連合ニュース 2022年

 
2022年02月14日
「第3回未来を拓くパートナーシップ構築推進会議」で連合の取り組みを報告し、働きの価値に見合った労働条件の必要性について訴える
2月10日、「第3回未来を拓くパートナーシップ構築推進会議」(主宰:内閣府特命担当大臣(経済財政政策)、経済産業大臣)がオンラインで開催され、関係業所管庁大臣(厚生労働省、農林水産省、国土交通省)の他、労働界代表として連合芳野会長、経済界代表として、十倉日本経済団体連合会会長、三村日本商工会議所会頭が出席しました。
 
山際内閣府特命担当大臣より冒頭挨拶のあと、萩生田経済産業大臣より、パートナーシップ構築宣言・価格交渉促進月間のフォローアップ、大企業と中小企業の共存共栄に向けた取り組み(取引適正化・付加価値向上等)について報告しました。その後、産業界、労働界、業所管大臣がこの間の取り組み報告を行い、山際内閣府特命担当大臣が締めくくりの挨拶を述べ、閉会となりました。
 
萩生田経済産業大臣
宣言企業数は約6,000社。ただし、大企業(資本金3億円以上)の宣言数は、1割程度に留まっているのが現状。政府としては、宣言企業における取り組み内容を調査するほか、宣言することにインセンティブを高める方策を検討する。
2021年9月「価格交渉促進月間」の成果を確認したところ、価格協議では1割程度の下請企業で、価格転嫁では2割程度の下請企業で、全く実現されていない結果となった。改善の余地があると言わざるを得ない。

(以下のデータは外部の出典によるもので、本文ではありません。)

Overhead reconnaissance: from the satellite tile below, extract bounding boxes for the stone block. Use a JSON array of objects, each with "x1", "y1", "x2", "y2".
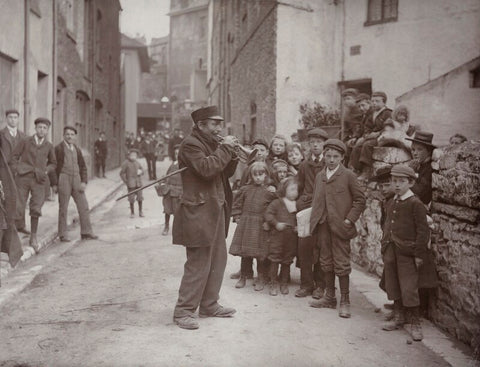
[{"x1": 372, "y1": 147, "x2": 412, "y2": 164}]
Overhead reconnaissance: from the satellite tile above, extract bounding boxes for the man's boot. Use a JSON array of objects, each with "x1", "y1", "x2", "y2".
[
  {"x1": 382, "y1": 300, "x2": 405, "y2": 331},
  {"x1": 410, "y1": 307, "x2": 423, "y2": 342},
  {"x1": 29, "y1": 217, "x2": 40, "y2": 253},
  {"x1": 338, "y1": 275, "x2": 351, "y2": 319},
  {"x1": 309, "y1": 271, "x2": 337, "y2": 308}
]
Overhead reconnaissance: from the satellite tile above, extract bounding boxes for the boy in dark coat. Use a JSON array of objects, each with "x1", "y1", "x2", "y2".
[
  {"x1": 295, "y1": 128, "x2": 328, "y2": 299},
  {"x1": 382, "y1": 164, "x2": 430, "y2": 341},
  {"x1": 10, "y1": 118, "x2": 57, "y2": 251},
  {"x1": 310, "y1": 139, "x2": 366, "y2": 318}
]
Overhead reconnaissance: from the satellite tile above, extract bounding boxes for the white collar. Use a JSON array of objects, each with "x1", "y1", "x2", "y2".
[
  {"x1": 395, "y1": 190, "x2": 415, "y2": 201},
  {"x1": 7, "y1": 125, "x2": 18, "y2": 137}
]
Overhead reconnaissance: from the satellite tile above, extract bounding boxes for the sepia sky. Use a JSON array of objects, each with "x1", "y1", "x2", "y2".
[{"x1": 120, "y1": 0, "x2": 170, "y2": 42}]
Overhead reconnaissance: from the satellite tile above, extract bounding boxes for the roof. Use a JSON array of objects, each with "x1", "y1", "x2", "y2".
[{"x1": 120, "y1": 33, "x2": 150, "y2": 73}]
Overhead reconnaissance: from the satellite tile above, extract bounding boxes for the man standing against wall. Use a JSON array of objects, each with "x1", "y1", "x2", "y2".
[
  {"x1": 10, "y1": 117, "x2": 57, "y2": 252},
  {"x1": 53, "y1": 126, "x2": 98, "y2": 242},
  {"x1": 173, "y1": 106, "x2": 237, "y2": 329}
]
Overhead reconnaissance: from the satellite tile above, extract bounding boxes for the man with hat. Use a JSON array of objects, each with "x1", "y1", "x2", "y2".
[
  {"x1": 295, "y1": 128, "x2": 328, "y2": 299},
  {"x1": 10, "y1": 117, "x2": 57, "y2": 251},
  {"x1": 53, "y1": 126, "x2": 98, "y2": 242},
  {"x1": 405, "y1": 131, "x2": 436, "y2": 205},
  {"x1": 310, "y1": 139, "x2": 366, "y2": 318},
  {"x1": 173, "y1": 106, "x2": 238, "y2": 329},
  {"x1": 382, "y1": 164, "x2": 430, "y2": 341}
]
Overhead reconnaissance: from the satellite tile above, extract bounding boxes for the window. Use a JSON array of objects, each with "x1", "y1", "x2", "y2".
[
  {"x1": 470, "y1": 66, "x2": 480, "y2": 88},
  {"x1": 75, "y1": 91, "x2": 89, "y2": 148},
  {"x1": 0, "y1": 54, "x2": 15, "y2": 118},
  {"x1": 365, "y1": 0, "x2": 398, "y2": 25}
]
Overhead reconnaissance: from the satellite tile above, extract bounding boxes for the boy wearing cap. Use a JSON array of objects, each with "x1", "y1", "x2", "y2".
[
  {"x1": 382, "y1": 164, "x2": 430, "y2": 341},
  {"x1": 295, "y1": 128, "x2": 328, "y2": 299},
  {"x1": 310, "y1": 139, "x2": 366, "y2": 318},
  {"x1": 120, "y1": 149, "x2": 144, "y2": 218},
  {"x1": 52, "y1": 126, "x2": 98, "y2": 242},
  {"x1": 10, "y1": 118, "x2": 57, "y2": 251}
]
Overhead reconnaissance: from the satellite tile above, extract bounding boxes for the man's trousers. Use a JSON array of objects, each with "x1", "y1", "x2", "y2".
[
  {"x1": 58, "y1": 173, "x2": 92, "y2": 237},
  {"x1": 174, "y1": 210, "x2": 227, "y2": 317}
]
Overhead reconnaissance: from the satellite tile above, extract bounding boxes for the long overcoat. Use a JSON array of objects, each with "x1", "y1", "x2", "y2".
[
  {"x1": 310, "y1": 164, "x2": 366, "y2": 240},
  {"x1": 172, "y1": 126, "x2": 238, "y2": 247}
]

下請Gメンによる重点ヒアリングを実施。問題となる事例も散見される。詳細なヒアリング結果については、業界別に整理して、HPで公表させていただく。
こうした状況を踏まえて、中小企業の賃上げ原資の確保や、エネルギー価格・原材料価格の上昇に対応するためにも、大企業と下請中小企業との取引の更なる適正化に向け、5つの取り組み(①価格交渉のより一層の推進、②パートナーシップ構築宣言の大企業への拡大・実効性の向上、③下請取引の監督強化、④知財Gメンの創設と知財関連の対応強化、⑤約束手形の2026年までの利用廃止への道筋)を実施することにより、下請企業との取引の適正化、さらには賃上げしやすい環境の整備に取り組む。
 
十倉経団連会長
経団連では、宣言の周知徹底を行い、経労委報告においても、改めてその意義を強調した。ただし、宣言の認知度は必ずしも高くなく、引き続きの課題である。政府においては、省庁横断的に各業界に対して積極的に働きかけをする必要がある。経団連としても、中小企業における賃金引上げの環境整備の重要性を十分踏まえ、各社に対して宣言に基づく実効性のある取り組みを進めるよう呼びかけ、今後一層宣言の周知徹底をはかる。当面は、春季労使交渉に向けて、日本各地の経営者に経労委報告の内容を説明する中で、宣言の浸透をはかる。あわせて、賃金引き上げについて、今次春季労使交渉においては、各企業に対して引き続き新たな価値創造のための人への投資の拡充や、成長と分配の好循環実現にも考慮した主体的な行動をとるよう呼びかける。
 
三村日本商工会議所会頭
現在多くの中小企業は、コロナ禍にくわえて、原燃料や資材価格の急激な高騰、円安、人件費増に苦しんでいる。日商の調査においても、コストをフルに価格転嫁できていない企業が8割を超えている。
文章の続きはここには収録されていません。